Abstract

Background:Ischemic stroke associated with an anomaly of the middle cerebral artery (MCA) is a rare occurrence. The diagnosis is very difficult when there are steno-occlusive lesions associated with an accessory middle cerebral artery (AMCA).

Case Description:A 77-year-old female with hypertension and hyperlipidemia experienced repeated transient ischemic attacks (TIAs) of motor aphasia and dysarthria.
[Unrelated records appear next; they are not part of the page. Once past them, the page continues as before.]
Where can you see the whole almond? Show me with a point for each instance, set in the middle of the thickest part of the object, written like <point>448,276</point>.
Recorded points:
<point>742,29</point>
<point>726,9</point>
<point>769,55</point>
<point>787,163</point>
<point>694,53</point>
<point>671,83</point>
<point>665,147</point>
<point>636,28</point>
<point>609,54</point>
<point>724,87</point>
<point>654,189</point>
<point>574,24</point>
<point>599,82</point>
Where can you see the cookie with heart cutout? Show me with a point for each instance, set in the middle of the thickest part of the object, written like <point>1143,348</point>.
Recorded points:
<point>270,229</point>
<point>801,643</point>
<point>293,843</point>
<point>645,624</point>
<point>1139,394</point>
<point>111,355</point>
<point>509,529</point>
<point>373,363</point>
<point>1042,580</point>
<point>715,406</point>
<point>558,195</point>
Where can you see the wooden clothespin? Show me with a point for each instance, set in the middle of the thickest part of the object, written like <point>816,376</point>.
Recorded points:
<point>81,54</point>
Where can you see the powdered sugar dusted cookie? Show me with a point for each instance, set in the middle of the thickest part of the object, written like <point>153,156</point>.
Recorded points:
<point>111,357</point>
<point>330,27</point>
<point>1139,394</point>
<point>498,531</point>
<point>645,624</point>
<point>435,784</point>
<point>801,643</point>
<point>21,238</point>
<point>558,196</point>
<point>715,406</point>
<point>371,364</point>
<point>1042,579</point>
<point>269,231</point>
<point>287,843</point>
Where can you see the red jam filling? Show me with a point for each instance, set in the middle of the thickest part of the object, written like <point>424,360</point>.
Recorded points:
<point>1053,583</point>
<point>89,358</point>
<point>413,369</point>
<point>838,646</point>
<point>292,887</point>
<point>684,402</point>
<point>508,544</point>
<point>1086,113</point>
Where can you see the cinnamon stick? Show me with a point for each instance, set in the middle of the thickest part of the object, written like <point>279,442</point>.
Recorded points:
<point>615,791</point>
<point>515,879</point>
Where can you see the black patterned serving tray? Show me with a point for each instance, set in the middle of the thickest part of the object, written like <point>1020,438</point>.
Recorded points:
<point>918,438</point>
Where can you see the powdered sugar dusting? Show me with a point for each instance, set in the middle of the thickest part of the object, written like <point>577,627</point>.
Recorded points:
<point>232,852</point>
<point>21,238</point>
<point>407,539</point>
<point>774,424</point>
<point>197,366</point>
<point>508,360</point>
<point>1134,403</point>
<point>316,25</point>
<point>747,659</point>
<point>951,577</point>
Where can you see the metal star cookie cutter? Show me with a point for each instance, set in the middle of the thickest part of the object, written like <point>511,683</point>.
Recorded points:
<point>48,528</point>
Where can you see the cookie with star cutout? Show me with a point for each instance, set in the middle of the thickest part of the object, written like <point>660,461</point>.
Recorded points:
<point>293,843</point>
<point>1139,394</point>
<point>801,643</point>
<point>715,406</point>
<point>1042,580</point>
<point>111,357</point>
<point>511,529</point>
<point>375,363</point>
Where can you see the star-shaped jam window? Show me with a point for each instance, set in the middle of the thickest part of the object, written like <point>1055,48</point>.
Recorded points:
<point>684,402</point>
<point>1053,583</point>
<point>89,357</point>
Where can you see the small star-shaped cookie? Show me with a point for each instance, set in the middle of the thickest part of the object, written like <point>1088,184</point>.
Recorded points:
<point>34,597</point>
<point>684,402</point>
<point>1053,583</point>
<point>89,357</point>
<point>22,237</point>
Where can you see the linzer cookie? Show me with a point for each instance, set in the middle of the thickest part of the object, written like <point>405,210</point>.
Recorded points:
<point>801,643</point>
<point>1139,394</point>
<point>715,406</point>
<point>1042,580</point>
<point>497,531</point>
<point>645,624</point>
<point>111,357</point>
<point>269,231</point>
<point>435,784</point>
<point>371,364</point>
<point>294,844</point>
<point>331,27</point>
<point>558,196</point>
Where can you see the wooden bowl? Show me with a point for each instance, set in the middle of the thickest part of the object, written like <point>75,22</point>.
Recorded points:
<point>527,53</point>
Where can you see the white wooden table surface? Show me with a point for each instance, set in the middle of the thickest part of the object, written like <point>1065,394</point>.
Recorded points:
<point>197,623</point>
Although angiography showed only left intracranial occlusion, the fusion images of three-dimensional digital subtraction angiography (3-D DSA) showed complex steno-occlusive lesions and an AMCA related with the TIA. The cerebral blood flow (CBF) to the left frontal lobe was supplied by the AMCA, via the anterior communicating artery from the right internal carotid artery. The left temporal and parietal lobes were supplied by the stenotic MCA, via the left posterior communicating artery from the left posterior cerebral artery. Single-photon emission computed tomography showed a marked decrease in CBF to both the left frontal and temporal lobes. A left superficial temporal artery (STA)-to-left MCA double anastomosis was performed, in which each branch of the STA supplied branches of the AMCA and MCA.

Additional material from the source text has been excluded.